Kurt, bir asır önce dedesinin köyde su değirmeni kurarak mesleğini icra etmeye başladığını anlatarak, teknolojinin gelişmesiyle zamanla değirmenciliği su ve taş yerine yeni makinelerle yaptıklarını ifade etti.

Son yıllarda değirmencilerin sayısının hızla azaldığını dile getiren Kurt, "Mesleği dedem ve dayılarımdan öğrendim. Onların yanında çıraklık ettim. Daha sonra teyzemin çocuklarıyla değirmen işlettik. Onlar da mesleği bırakınca tek başıma yaklaşık 30 yıl önce iş yeri açtım. 5 çocuğum da bu mesleği yaptı. Şimdi yanımda iki çocuğum çalışıyor, torunlarım da yetişti, onlar da bizlere yardım ediyor. Üç nesildir dede mesleğini yapıyoruz." diye konuştu.

Kepekli un tekrar gözde

Kurt, 30-40 yıl önce Şanlıurfa'da ailelerin, evlerinde "zahire" adı verilen senelik buğday bulundurduğunu, bunları ihtiyaca göre değirmenlerde öğütüp un haline getirdiklerini ifade etti.
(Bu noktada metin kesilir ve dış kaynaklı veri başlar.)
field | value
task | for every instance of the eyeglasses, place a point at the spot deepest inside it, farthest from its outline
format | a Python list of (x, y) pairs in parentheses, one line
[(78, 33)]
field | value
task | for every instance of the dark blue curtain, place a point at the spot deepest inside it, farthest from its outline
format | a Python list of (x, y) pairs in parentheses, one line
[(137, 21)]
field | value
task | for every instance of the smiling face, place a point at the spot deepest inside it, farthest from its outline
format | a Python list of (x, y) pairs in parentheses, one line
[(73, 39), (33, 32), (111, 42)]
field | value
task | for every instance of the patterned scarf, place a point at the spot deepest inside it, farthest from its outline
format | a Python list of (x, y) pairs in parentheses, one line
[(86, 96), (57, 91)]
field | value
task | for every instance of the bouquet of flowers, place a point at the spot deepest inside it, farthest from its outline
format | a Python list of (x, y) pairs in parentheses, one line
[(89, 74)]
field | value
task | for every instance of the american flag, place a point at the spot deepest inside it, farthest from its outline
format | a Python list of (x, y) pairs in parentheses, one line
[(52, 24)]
"Artık makineler çıktı yeni elekler, elektrikli makineler ve işler kolaylaştı. Bizler buğdayı kara değirmen dediğimiz değirmenlerde kepeğiyle birlikte işlerdik, daha sağlıklı olurdu" ifadesini kullanan Kurt, şunları kaydetti:

"İnsanlar, beyaz kepeksiz unu tercih edince yeni makineler kullanmaya başladık. Unlar kepeksiz olunca sağlığımız bozuldu, bunun için iş yerime 'Sağlığınız için kepekli un bulunur' şeklinde yazı yazdım. Fakat insanlarımız 'Ekmeğimiz beyaz olsun' diyor, bu da sağlığı olumsuz etkiliyor. Şimdi doktorlar insanlara, 'Tansiyonun, şekerin varsa, mideden, bağırsaktan rahatsızsan kepekli ekmeği tercih et.' demeye başladı. Dostlarım bana 'Eski sistem değirmeni kaldır.' diye tavsiyelerde bulunuyorlardı fakat insanlar zamanla eskiye dönecek diye eski makinemi kaldırmadım. Şu anda insanlar gelip kepekli un istemeye başladı. Günde 8-10 kişi gelip kepekli un satın alıyor."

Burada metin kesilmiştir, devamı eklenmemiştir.